About one in four comments in fringe online communities contains hate speech, according to a 2021 study of 8chan, 4chan and Reddit’s r/The_Donald.
That stat stopped me cold. But here’s what hit harder: implicit hate — conspiracy theories, coded disinformation, the kind that sounds almost reasonable — showed up just as often as slurs and explicit threats. The racism that knows how to dress itself up is as common as the kind platforms easily spot and ban.
I’ve been digging into this for a research project, and the question keeping me up is uncomfortable. What if the rules designed to stop white nationalism online are actually helping it stick around?
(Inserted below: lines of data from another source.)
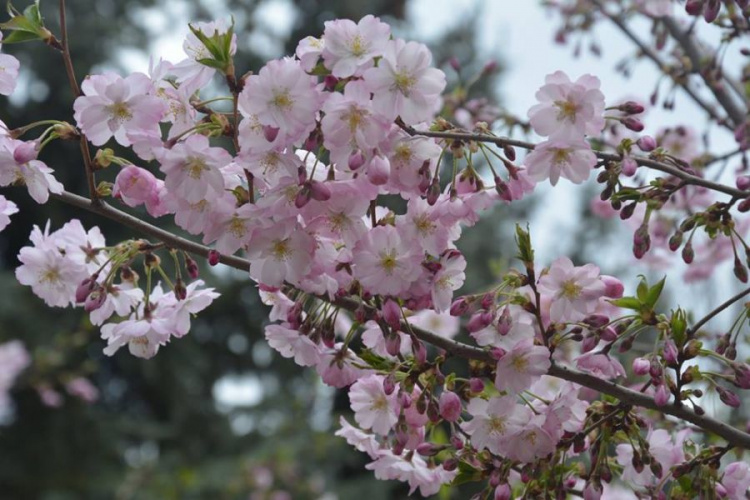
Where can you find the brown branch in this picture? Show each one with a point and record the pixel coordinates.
(694, 53)
(654, 57)
(458, 349)
(646, 162)
(73, 82)
(716, 311)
Critical race scholar Ángel Díaz argued in a 2023 law review article that major platforms’ content moderation doesn’t just fail to catch hate speech — it systematically protects white supremacist speech while suppressing marginalized voices. The examples are specific. Uju Anya’s tweet got removed. Stephen Miller’s stayed up. That’s not a glitch. That’s a pattern.
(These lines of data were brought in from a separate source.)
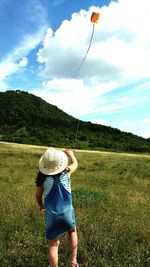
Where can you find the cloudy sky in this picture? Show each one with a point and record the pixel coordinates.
(42, 45)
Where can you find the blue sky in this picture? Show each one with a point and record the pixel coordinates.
(43, 42)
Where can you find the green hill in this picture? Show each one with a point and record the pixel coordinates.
(26, 118)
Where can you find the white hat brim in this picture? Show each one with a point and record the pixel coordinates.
(57, 170)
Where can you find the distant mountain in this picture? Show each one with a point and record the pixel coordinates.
(26, 118)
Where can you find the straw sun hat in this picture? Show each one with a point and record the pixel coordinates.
(53, 161)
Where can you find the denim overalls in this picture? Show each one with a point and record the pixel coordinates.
(58, 205)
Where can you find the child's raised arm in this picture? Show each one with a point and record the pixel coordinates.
(74, 163)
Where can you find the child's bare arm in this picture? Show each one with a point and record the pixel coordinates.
(74, 163)
(39, 193)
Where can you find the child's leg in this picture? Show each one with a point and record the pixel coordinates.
(53, 245)
(73, 241)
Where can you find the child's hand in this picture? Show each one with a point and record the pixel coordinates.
(69, 152)
(42, 211)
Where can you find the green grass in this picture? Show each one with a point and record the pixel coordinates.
(111, 201)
Psychologist Derald Wing Sue and colleagues call these dynamics “microinvalidations” — brief, everyday dismissals that deny the reality people of color experience. When a platform responds to racism reports with “don’t be so sensitive,” that’s not neutrality. That’s a policy doing exactly what Sue described.
I keep thinking about this in terms of who gets to define “normal.” Sue wrote that whiteness operates like an invisible veil — it floods the definitions of “human being,” “just a person,” “American.” Platform “colorblindness” works the same way. It pretends everyone starts from the same place, which only hides who’s already winning.
This isn’t abstract for me. I’m trying to figure out how to do journalism that actually serves people, and I need to understand how the systems I use — Twitter, YouTube, whatever replaces them — are built. Because if I don’t see the bias in the infrastructure, I’ll reproduce it in my work without knowing.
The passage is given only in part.